Is it possible to specify whether time series data is aggregated at "start", "midpoint", or "end"?

10 months ago
21 February 2024
7 replies
79 views

Anders Brakestad
Seasoned
32 replies

I am making comparisons between time series data in CDF and PI. The reason is that in our tenants the CDF data is not 100% accurate compared to PI.

However, from my testing I think that PI performs its aggregations with the timestamps “centered” at the aggregated time periods, while CDF puts the timestamps at the start of each aggregated period. Is it possible to specify how this is done with the Python API? From my study of the docs it appears not to be the case. The same applies to the PI Web API as well: I cannot specify how the timestamps are placed. The agreement with PI becomes significantly better if I place the CDF timestamps at the center of the aggregated time periods.
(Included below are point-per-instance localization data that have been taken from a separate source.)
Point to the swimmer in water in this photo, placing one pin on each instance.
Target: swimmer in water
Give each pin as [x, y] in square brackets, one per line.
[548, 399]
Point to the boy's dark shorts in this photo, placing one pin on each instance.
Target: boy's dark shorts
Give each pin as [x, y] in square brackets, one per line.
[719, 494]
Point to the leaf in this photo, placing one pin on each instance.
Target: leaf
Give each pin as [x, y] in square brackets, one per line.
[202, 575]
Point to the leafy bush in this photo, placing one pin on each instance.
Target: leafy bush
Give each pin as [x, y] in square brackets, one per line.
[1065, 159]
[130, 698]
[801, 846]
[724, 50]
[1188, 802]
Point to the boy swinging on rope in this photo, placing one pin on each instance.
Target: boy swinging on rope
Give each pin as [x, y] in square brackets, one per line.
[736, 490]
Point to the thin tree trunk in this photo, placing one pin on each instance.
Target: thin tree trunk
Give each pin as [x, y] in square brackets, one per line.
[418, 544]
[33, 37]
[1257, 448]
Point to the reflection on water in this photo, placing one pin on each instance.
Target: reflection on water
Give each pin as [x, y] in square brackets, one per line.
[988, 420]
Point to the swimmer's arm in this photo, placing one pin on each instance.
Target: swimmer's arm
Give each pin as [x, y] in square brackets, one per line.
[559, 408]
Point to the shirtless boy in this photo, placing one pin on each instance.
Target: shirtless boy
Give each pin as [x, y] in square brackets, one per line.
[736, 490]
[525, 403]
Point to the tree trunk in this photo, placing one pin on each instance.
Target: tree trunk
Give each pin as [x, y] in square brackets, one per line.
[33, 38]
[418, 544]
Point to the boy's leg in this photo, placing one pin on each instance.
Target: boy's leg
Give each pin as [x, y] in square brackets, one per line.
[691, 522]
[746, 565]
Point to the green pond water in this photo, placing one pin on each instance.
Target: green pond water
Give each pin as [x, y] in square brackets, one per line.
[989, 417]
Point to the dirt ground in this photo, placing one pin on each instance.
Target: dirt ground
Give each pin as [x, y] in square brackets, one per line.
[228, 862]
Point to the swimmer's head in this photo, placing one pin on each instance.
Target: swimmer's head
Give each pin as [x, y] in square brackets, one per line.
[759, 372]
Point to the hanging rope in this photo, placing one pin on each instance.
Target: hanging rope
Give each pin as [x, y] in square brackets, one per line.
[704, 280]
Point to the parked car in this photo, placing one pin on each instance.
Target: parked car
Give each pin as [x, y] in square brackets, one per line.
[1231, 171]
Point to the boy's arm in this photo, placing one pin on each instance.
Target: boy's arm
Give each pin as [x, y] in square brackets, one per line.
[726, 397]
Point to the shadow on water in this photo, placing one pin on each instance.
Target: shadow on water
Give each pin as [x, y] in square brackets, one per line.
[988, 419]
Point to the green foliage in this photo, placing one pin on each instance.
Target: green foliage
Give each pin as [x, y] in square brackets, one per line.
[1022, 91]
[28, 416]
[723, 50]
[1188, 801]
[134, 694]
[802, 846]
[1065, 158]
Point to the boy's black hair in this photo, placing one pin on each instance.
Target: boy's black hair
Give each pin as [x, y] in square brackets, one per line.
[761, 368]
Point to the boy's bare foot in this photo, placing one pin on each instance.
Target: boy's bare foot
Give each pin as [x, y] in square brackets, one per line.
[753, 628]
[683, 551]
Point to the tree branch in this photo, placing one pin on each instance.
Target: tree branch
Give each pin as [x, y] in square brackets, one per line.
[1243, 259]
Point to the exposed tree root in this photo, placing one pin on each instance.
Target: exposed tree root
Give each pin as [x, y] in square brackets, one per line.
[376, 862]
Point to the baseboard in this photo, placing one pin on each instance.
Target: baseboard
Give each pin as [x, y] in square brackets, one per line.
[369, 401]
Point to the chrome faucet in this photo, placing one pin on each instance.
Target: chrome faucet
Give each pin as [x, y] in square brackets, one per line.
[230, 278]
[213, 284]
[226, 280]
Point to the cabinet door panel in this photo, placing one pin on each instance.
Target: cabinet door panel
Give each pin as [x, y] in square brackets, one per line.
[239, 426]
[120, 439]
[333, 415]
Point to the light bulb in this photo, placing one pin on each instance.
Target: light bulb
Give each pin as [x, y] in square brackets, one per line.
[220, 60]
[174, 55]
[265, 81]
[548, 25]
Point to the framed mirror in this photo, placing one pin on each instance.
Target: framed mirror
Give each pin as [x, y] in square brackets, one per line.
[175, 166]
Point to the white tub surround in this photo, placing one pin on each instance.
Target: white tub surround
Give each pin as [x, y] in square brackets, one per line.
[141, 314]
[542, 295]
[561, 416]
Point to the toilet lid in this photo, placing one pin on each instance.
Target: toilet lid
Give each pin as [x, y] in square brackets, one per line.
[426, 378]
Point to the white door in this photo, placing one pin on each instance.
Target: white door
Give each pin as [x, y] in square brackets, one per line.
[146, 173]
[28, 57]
My current workaround is the following:

Fetch RAW data from CDF
Shift the timestamps by 0.5x of the granularity
Resample to the desired granularity
Compute mean
Interplate any missing values

The issue is that fetching raw data is a lot more time consuming than fetching aggregates. I have been playing with fetching aggregates from CDF and performing the shift after the fact, but this does not lead to as good agreement. I have also played around with speeding up the raw data ferch by chunking the time periods and fetching with multiple threads or processes, but the speedup is not significant.

Here is an example of how I do the CDF raw data fetch in order to get good agreement.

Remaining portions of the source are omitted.